Dolayısıyla davalı işverence yapılan feshin haklı nedene dayanmamakla birlikte fesih anında kuvvetli şüphe bulunduğu görülmekle geçerli nedene dayandığı ve dolayısıyla davanın reddine karar verilmesi gerekirken hatalı değerlendirme ile davanın kabulüne karar verilmesi bozmayı gerektirmiştir.
4857 sayılı İş Yasasının 20/3 maddesi uyarınca Dairemizce aşağıdaki şekilde karar verilmiştir.

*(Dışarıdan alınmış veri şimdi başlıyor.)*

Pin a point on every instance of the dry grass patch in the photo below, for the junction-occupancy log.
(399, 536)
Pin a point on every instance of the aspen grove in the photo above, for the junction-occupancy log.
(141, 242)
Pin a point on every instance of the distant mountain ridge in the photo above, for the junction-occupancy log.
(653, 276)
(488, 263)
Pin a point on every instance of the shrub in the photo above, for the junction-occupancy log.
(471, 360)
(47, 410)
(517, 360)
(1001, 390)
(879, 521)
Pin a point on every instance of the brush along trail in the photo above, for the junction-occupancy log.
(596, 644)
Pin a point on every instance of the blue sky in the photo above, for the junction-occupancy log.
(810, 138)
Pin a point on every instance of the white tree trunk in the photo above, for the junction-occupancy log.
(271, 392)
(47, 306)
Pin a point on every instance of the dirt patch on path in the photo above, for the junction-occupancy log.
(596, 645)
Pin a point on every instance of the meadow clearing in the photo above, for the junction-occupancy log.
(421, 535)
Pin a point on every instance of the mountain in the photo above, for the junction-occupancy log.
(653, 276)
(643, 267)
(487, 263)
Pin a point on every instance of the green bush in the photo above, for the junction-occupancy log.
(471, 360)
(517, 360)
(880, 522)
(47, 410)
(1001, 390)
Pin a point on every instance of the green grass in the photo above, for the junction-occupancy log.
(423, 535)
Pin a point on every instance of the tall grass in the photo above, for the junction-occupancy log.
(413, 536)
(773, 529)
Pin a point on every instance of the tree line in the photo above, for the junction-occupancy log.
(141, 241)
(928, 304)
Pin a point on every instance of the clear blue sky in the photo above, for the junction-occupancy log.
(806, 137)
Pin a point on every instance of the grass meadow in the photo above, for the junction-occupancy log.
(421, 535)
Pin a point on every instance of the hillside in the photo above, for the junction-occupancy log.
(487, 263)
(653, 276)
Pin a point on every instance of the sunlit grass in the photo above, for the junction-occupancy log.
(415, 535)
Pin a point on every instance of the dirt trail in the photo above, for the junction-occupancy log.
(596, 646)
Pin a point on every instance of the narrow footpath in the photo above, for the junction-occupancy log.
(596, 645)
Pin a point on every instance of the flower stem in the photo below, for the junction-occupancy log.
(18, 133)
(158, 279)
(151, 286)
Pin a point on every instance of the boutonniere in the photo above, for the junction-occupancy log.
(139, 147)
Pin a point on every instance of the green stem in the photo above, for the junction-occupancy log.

SONUÇ: Yukarda açıklanan gerekçe ile;
1.Mahkemenin kararının BOZULARAK ORTADAN KALDIRILMASINA,
2.Davanın REDDİNE,
3.Alınması gereken 29,20 TL harçtan peşin yatırılan 27.70 TL harcın mahsubu ile bakiye 1,50 TL harcın davacıdan alınarak Hazineye gelir kaydına,
4.Davacının yaptığı yargılama giderinin üzerinde bırakılmasına, davalının yaptığı yargılama gideri 84,20 TL"nin davacıdan tahsili ile davalıya ödenmesine,
5.Karar tarihinde yürürlükte bulunan AAÜT"ne göre 1.800,00 TL avukatlık ücretinin davacıdan alınarak davalıya verilmesine,
6.Artan gider ve delil avansının ilgilisine iadesine,
7.Peşin alınan temyiz harcının isteği halinde davalıya iadesine, 30/05/2016 gününde oybirliğiyle KESİN olarak karar verildi.